Valeria decides to call her mother Abril, the enigmatic Emma Suarez, last seen in Almodovar’s Julieta, who still hasn’t been informed of her young daughter’s condition. The film skips along, the pair reunited and the child eventually born. Valeria’s bonding with her new baby isn’t immediate, while Mateo’s father, owner of a local hotel, wants nothing to do with the new addition to the family, and forces him to move from the family home.

April's Daughter review

April’s Daughter review

Franco’s film shoots off into various directions, some very unexpected. Perfectly framing every shot and choosing to not to use any kind of music throughout, the talented writer and director has crafted a very well-bundled motion picture, perfectly capturing family dilemma, heartache and pain, all originating from the young lovers’ intense lust for one another.
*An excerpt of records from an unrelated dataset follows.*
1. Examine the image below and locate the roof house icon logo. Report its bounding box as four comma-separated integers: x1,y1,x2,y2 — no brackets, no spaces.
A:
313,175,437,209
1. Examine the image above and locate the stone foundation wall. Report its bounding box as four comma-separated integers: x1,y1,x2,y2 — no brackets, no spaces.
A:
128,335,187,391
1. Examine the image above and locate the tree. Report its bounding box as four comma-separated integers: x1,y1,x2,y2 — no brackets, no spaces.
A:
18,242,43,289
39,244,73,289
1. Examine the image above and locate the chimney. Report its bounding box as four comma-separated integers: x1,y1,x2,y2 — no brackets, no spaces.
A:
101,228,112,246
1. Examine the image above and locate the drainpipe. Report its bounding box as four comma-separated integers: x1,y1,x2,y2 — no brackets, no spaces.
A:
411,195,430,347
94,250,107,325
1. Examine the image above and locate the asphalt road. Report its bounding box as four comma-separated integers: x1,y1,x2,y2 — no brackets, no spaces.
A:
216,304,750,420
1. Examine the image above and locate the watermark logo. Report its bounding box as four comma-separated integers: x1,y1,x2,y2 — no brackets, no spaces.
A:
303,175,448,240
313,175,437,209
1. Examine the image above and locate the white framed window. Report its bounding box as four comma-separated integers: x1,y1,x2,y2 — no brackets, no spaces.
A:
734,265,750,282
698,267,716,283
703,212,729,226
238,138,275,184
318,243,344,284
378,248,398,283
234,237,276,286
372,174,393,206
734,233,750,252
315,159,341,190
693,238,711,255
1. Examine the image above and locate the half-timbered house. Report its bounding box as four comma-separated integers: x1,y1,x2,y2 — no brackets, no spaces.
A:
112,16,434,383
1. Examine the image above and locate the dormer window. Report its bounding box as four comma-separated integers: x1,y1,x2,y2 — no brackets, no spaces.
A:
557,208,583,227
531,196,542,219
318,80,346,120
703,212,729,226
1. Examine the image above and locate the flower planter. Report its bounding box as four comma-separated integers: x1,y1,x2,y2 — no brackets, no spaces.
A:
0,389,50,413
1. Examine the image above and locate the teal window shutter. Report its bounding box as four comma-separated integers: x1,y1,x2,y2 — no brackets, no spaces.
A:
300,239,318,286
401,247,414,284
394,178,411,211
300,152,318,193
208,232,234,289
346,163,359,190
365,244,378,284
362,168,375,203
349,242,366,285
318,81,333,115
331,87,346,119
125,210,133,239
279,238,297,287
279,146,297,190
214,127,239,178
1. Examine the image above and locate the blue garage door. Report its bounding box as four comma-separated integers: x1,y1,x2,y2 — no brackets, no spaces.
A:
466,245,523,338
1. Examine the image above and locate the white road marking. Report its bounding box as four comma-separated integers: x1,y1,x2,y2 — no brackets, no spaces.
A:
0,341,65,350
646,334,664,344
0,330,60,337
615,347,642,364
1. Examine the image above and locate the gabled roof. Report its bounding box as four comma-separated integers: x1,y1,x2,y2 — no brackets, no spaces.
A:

The film moves at a reasonable pace, save for a lulling middle section, a lot of the success of the film down to the wonderful central performance by Suarez – the best thing about Almodovar’s 2016 Cannes entry, and easily the best thing about this too. She perfectly executes the character of April, one who is full of contradictions – both loving and heartless, helpful but overbearing, caring and conniving. She’s an absolute joy to watch, as are the two younger actors as they bring Franco’s well-written pages to life.

The narrative is perfectly wrapped with a neat a tidy ending which is as tense as you’d expect looking back at the elements of the story that lead up to it. Some may question the decisions that the young Valeria makes in the final act, especially following her apparent maturity in dealing with the completely baffling moves from her mother, but the climax is both expected and accepted as deception seems to be very much hereditary in Franco’s cinematic world.

Very different to his previous work, though full of Franco’s film-making traits, April’s Daughter is a well-formed, and near perfectly told full of excellent performances from all concerned. Seek it out.

April’s Daughter review by Paul Heath, May 2017.

April’s Daughter premieres at the Cannes Film Festival on May 20th, 2017. It will be released at a future date TBC.